10 December The Snowman
This beautiful film, adapted from Raymond Briggs’ animated storybook, is a true Christmas classic, best seen in December, on a big screen. Famously, the film contains no dialogue, telling the story through the beautiful animated illustrations and the original music. This screening at Saffron Hall – in the grounds of Saffron Walden’s County High school – features live accompaniment by the Southbank Simphonia, and promises to be a truly magical event.
As an added bonus, the production also includes a live reading of The Nutcracker and the Mouse King by Pui from CBeebies, set to music from Tchaikovsky’s ballet score. Shows are at 1.30pm and 3.30pm and tickets are £15-£25, with under 18s half price.
12 December A Christmas Carol
So much of what we think of as a traditional Christmas comes from the Victorians, and Dickens’ A Christmas Carol encapsulates all the best bits of a 19th Century celebration, with plenty of food, drink, romance, a tear-jerking cute kid, and of course, a few ghosts. This was the first of Dickens’ novels that he performed himself in public and he went on to enact it over 150 times. This production at Mumford Theatre reproduces those original performances as closely as possible, with actor John O’Connor as Dickens performing what is arguably his most-loved creation. Tickets from £8.50 to £12.50.
12 December That’ll Be The Day
If panto isn’t really your cup of tea, but you’re partial to a good Christmas song, then this show at the Corn Exchange will really get you into the festive spirit.
A rollercoaster, rock ’n’ roll ride through the Christmas hits of the 50s, 60s and 70s, this seasonal version of the hugely popular variety show is a festive feast of live music, dancing and plenty of Christmassy comedy.
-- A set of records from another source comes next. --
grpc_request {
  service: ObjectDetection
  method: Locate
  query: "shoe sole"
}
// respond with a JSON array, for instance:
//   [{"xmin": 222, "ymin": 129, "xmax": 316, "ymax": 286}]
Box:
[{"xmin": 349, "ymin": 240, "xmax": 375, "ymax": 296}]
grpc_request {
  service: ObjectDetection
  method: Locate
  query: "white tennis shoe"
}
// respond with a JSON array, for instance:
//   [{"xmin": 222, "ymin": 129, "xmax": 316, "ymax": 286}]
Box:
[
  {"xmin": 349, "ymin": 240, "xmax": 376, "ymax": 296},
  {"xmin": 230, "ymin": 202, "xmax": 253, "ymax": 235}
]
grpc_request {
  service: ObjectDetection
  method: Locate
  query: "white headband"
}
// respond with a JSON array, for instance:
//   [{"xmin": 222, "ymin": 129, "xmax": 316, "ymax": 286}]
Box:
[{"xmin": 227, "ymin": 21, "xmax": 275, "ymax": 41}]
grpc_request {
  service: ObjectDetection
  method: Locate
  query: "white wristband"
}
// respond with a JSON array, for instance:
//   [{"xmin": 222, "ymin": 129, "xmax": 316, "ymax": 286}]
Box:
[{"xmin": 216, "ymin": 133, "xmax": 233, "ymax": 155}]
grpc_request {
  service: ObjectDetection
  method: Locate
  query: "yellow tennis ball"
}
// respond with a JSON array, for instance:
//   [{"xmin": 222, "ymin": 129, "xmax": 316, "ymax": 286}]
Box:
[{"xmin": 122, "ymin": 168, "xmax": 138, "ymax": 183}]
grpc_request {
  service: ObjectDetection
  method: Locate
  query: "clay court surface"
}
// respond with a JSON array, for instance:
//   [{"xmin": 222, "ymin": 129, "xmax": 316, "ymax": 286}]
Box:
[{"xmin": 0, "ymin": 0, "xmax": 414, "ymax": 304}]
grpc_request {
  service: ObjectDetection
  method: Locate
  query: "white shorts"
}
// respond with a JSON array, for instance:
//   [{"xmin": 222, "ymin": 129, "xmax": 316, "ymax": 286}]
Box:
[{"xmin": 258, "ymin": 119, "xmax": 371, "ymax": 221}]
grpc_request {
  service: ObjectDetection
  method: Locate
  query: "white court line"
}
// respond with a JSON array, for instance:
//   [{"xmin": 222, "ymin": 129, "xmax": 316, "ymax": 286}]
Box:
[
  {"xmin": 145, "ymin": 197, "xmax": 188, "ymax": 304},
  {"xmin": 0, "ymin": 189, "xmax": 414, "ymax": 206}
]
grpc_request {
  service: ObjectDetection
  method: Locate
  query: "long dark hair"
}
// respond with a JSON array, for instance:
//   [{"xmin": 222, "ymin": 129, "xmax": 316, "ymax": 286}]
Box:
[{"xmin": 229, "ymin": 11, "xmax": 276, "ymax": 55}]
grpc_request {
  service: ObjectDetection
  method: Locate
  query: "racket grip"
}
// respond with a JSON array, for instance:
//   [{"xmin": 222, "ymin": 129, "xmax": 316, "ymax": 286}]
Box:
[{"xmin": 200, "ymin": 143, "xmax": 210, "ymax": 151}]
Tickets cost from £22.75 to £28.75.
16-17 December Aladdin
Take your family on a magic-carpet ride through space and time to the city of Old Peking for a fantastic pantomime adventure with Aladdin and his friends. This Mumford Theatre show really is fantastic, traditional panto territory, complete with Widow Twanky, Wishee Washee and the evil baddie, Abanazar, so make sure you’re ready to boo, hiss and shout ‘he’s behind you!’. The show is bursting with laughs, excitement and adventure, and promises to be a fantastic, Christmassy evening out that the entire family will enjoy. Tickets are £8.
30 December – 1 January Saint Petersburg Classic Ballet
Stunning dancers, dazzling costumes, breathtaking Tchaikovsky scores… what better way to say farewell to 2017 and hello to 2018 than with an unforgettable visit to the ballet? Last year’s tour by the Saint Petersburg Classical Ballet was a huge success, and they return to the Corn Exchange again this year with two classic ballets. In The Nutcracker on 30 and 31 December, audiences young and old will be captivated by the timeless story of Clara, who is whisked away on a fairy-tale adventure by her Nutcracker Prince.
Then on 1 January, prepare to be swept away by the tragic beauty of one of the world’s most famous ballets, Swan Lake, the tale of Prince Siegfried and his true love Odette, who are fooled by evil sorcerer Von Rothbart and his daughter Odile but would rather die than live apart. Both ballets feature a full orchestra and dazzling soloists. Performances are at 2pm and 7pm, and tickets start at £17.75.